Has the RMA made the well-being of the community irrelevant?

Dr Bryce Wilkinson
Insights Newsletter
8 March, 2013

I had the occasion last week to browse through the Proposed District Plan of a certain local authority in New Zealand in order to see how it assessed the costs and benefits to the community of its multitudinous restrictive provisions.

The Resource Management Act 1991 (RMA) requires local authorities to “take into account the benefits and costs of policies, rules, or other methods” it puts into such plans.

“That looks OK,” an economist might say. “The RMA is just telling local authorities to assess whether items in their plans can be expected to make the community better off in an overall sense.”

Such an economist is assuming too much. The RMA’s instruction does not say benefits and costs to members of the community are important. It is open to the interpretation that benefits and costs to something else – like ‘the environment’ – are more important.

It was hard to find anything in the plan I was examining that stated which approach was being taken.
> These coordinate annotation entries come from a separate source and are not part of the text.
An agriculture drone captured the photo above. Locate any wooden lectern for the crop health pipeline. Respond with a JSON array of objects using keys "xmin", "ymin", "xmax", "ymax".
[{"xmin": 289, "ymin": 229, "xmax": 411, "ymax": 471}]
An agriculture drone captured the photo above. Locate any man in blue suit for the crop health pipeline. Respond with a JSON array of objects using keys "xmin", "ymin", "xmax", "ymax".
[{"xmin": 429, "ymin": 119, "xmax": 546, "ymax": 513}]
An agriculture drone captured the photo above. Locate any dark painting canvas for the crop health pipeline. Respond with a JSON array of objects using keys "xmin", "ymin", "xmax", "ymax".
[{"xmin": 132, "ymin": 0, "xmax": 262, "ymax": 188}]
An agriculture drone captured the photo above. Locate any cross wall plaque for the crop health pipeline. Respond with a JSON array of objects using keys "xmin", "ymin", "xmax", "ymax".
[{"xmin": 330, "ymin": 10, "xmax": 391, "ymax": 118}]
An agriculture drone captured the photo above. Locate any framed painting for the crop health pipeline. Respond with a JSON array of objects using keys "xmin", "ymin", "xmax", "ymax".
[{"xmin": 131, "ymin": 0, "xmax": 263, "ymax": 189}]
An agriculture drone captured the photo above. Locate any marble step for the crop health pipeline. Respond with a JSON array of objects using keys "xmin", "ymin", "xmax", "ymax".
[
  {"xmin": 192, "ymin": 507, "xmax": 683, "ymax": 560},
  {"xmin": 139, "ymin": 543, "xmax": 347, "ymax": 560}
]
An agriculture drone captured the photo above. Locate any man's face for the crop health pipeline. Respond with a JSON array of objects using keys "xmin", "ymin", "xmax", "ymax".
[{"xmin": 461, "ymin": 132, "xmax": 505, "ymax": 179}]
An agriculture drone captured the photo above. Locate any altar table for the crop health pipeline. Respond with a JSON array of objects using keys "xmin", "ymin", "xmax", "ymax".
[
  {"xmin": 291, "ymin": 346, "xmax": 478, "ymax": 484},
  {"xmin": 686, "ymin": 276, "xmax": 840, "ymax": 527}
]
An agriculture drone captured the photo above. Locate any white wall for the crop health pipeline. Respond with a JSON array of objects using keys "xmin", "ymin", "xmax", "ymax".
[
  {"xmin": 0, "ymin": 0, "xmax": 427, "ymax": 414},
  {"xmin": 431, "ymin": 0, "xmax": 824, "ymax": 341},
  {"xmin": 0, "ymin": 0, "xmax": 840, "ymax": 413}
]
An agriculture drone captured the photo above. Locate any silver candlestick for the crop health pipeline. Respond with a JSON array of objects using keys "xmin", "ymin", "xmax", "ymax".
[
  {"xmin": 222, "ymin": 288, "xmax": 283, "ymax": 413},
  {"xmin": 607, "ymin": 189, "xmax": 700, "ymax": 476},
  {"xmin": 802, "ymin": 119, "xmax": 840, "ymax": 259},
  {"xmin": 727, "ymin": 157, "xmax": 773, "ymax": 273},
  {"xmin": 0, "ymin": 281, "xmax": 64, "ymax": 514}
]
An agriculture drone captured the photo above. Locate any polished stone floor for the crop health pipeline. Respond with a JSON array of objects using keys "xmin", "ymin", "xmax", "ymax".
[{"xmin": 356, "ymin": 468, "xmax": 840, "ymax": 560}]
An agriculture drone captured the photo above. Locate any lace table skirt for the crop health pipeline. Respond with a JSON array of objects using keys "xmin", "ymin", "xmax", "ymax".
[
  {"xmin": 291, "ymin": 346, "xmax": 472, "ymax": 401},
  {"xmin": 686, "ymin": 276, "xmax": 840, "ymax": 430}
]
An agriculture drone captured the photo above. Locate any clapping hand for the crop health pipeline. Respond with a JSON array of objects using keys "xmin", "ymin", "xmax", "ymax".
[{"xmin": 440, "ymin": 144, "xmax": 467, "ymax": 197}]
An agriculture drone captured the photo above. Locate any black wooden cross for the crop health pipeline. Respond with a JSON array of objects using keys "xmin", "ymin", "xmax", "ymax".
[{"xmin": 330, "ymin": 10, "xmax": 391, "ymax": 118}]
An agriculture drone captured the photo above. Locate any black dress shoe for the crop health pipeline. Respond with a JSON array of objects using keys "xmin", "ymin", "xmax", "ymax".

Instead, the typical procedure seemed to be to classify a possible outcome as either a pro or a con, without any clear or consistent basis for doing so.

Eventually, buried deep in the first thousand pages of the plan, I came across this clue as to what the authors considered to be a benefit or a cost:

"Net benefits are the gains in environmental or other ecological properties, reduced natural resource demand, or increased resilience or security of supply, minus the environmental injuries caused by those actions."

Notice that there is no mention of the need to consider the cost to the community of forgoing the benefits it would derive from the forgone use of the land or property. This is a critical omission.

Instead, the RMA only recognises the cost of ‘environmental injuries.' But are introduced plants, for example, an environmental injury or benefit?

Now look at the benefits side of the statement. There is no reference to any benefits that the community might enjoy from the preferred option. Each of the enumerated environmental ‘gains’ might benefit the local community – or require a sacrifice by the community to achieve the gains.

How typical is this example? I don’t know. Perhaps some of you who have read this far could provide more examples, supportive or otherwise?